Wednesday, April 07, 2010

Vanished Splendors: A Memoir by Balthus


This “as told to” memoir of the painter Balthus leaves one wanting. If we expect some revealing statement as to why he painted such unusual portraits and tableaux, it isn’t here. Those famously unladylike young girls were, he assures us, not intended to have any (or rather, not as much as some would like to read into them) erotic appeal, but were rather created as an expression of transitional adolescent innocence, painted consciously in the manner of the Renaissance masters. Ok, I’m skeptical, but I’ll go along with it for argument’s sake. On a personal level, I must say that I find the artist’s paintings strangely compelling, interesting for their subtle surrealism (which he claims to abhor, but see the weird 1933 composition The Street, painted when he still had some obvious connection to that crowd), their overt creepiness (his portraits of Derain and Miro), and their occasional technical maladroitness (Cat with Mirror III, with the impossibly poor figure of the girl). And yet the paintings and drawings still have an undeniable mastery, particularly in works such as the Passage du Commerce Saint-Andre and The Children. Strangely, while this book contains several pages of photos of the artist, there are no illustrations of his paintings other than the self- portraits on the front and back covers .

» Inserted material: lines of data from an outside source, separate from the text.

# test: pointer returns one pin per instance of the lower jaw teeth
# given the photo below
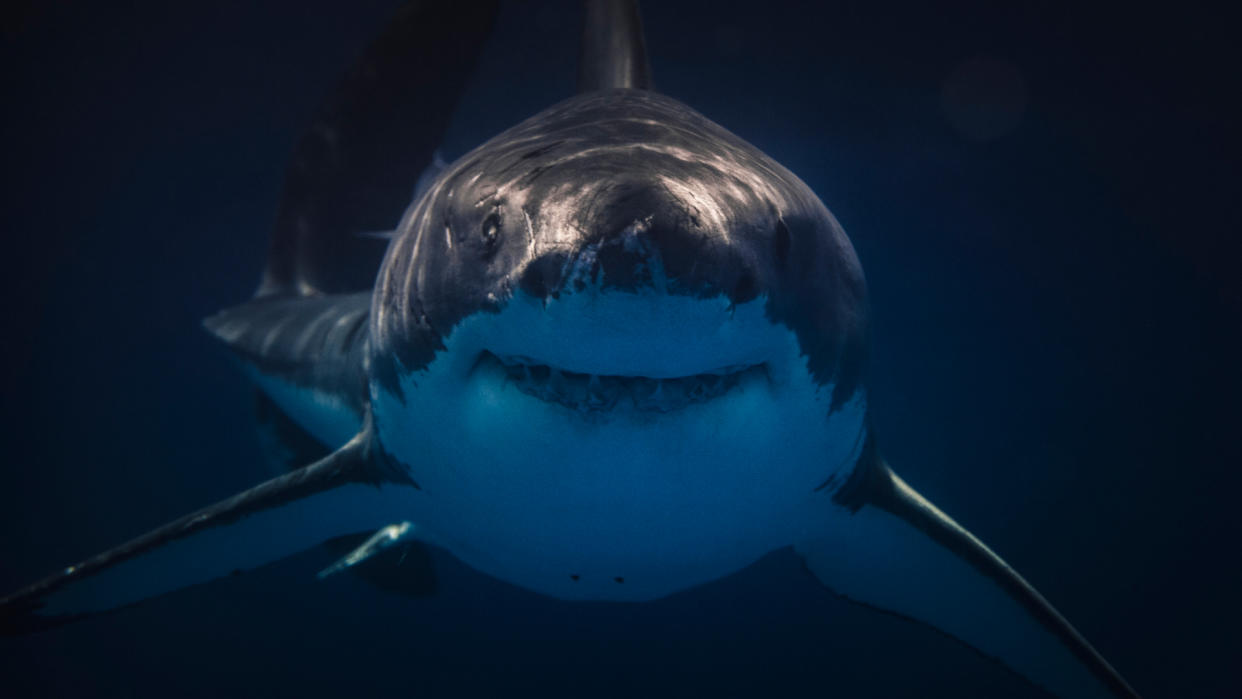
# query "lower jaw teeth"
(589, 392)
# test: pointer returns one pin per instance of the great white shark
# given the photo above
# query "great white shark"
(610, 354)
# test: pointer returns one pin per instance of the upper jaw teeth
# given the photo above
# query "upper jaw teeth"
(599, 392)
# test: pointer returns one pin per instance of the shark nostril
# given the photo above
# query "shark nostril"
(542, 276)
(781, 241)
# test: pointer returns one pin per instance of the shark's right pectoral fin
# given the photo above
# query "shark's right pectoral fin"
(896, 551)
(343, 493)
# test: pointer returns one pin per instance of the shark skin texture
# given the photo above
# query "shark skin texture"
(614, 353)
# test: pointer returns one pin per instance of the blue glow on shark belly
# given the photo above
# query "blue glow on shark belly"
(621, 504)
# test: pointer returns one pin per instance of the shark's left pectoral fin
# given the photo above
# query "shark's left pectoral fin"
(894, 550)
(343, 493)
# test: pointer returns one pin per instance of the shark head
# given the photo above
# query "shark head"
(629, 329)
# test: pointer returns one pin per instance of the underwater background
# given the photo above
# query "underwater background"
(1045, 199)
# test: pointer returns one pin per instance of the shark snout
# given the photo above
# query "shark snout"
(650, 242)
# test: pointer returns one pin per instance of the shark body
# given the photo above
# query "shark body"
(610, 354)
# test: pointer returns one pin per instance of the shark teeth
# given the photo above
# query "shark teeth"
(601, 392)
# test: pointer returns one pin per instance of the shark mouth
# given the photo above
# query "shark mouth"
(599, 392)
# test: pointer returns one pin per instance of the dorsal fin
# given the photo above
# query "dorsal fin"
(614, 52)
(357, 165)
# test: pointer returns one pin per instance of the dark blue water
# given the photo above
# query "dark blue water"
(1056, 311)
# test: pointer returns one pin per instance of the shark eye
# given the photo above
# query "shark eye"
(491, 231)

Born into the Polish nobility, the painter’s father made the laughably bad decision to sink the family fortune into Russian railroad stock on the eve of the Bolshevik Revolution (ouch!). The financial prospects of young Balthus and his brother were somewhat redeemed by what he refers to as a small legacy from another relative. Balthus spent the 20th century amongst the intellectual nobility of Europe. As a child, his mother played footsie with Rilke, who encouraged his artistic interests (Balthus published a picture “novel” as a child which revolved around the first of many cats who answered - or not, as cats do – to the name of Mitsou), and he casually name-drops the likes of Gide, Artaud, Picasso, Malraux, Fellini, etc. in the course of this memoir. (He also notes that Bono was a visitor to the chalet, although that may overstretch the term “intellectual nobility”.)

The main issues with this memoir are its repetitiveness and apparent coyness. Balthus stresses his indebtedness and kinship with the old masters such as Piero della Francesca and Poussin and his distrust of Breton and the Surrealists. He stresses (rightfully) the significance of his friendships with Rilke, Picasso, and Giacometti. He describes his favorite relaxations of contemplating the canvas with a cigarette and of stretching out in the chateau and letting Mozart’s operas wash over him, resounding through the empty rooms. He emphasizes that he is, as befitting old-school titled nobility, a conservative Catholic. As interesting as these facts may be, they are repeated quite too often, and there is no real depth or revelation to the memoir. There are some madding allusions to situations that call out for explanation : the relationship with his niece Frederique, with whom he lived before the Countess Setsuko came into his life being the most tantalizing bit of coyness. There is also the odd caption that reads “The painter and his daughter, Harumi, understand each other perfectly.” Now what the hell is that supposed to mean? Balthus’s relationship with his brother, the notorious author Pierre Klossowski de Rolla, is passed over quickly, in a chapter of less than a page (he sees his brother’s work as “transgressive”, lacking luminosity). He notes that Klossowski’s work is “a black diamond, while I try to paint starbursts, shuddering wings, and children’s flesh lightly touched by angels.” Okay, then.

I can’t help coming away from this memoir feeling that something has been hidden, that there is some dimension of honesty that is lacking. Whether deliberately, as of an old man whistling past a graveyard, or from some deeper sense of denial, I can’t say. The repetitiveness, if not born of senility, seems to suggest a strategy of “here’s my story, and I’m sticking to it”, and the absence of any reproductions of his paintings suggest that the artist would just as soon not be confronted with them as any sort of evidence to the contrary in terms of the image he is attempting to project. There are some lovely and strange passages, such as Balthus’s jaw-dropping confession that “I’ve never felt a real attraction to horror, ugliness, and oddness” and his wonderfully politically incorrect cultivation of “the aristocratic taste for displeasing”, which he attributes to the 19th century dandies. There are also some passages replete with unctuous piety. In the end, what we get in this book a nice portrait of the outer trappings of a man – the silk kimonos, the hundred-windowed chalet in the Alps, the aristocratic profile – but the inner man seems out of reach.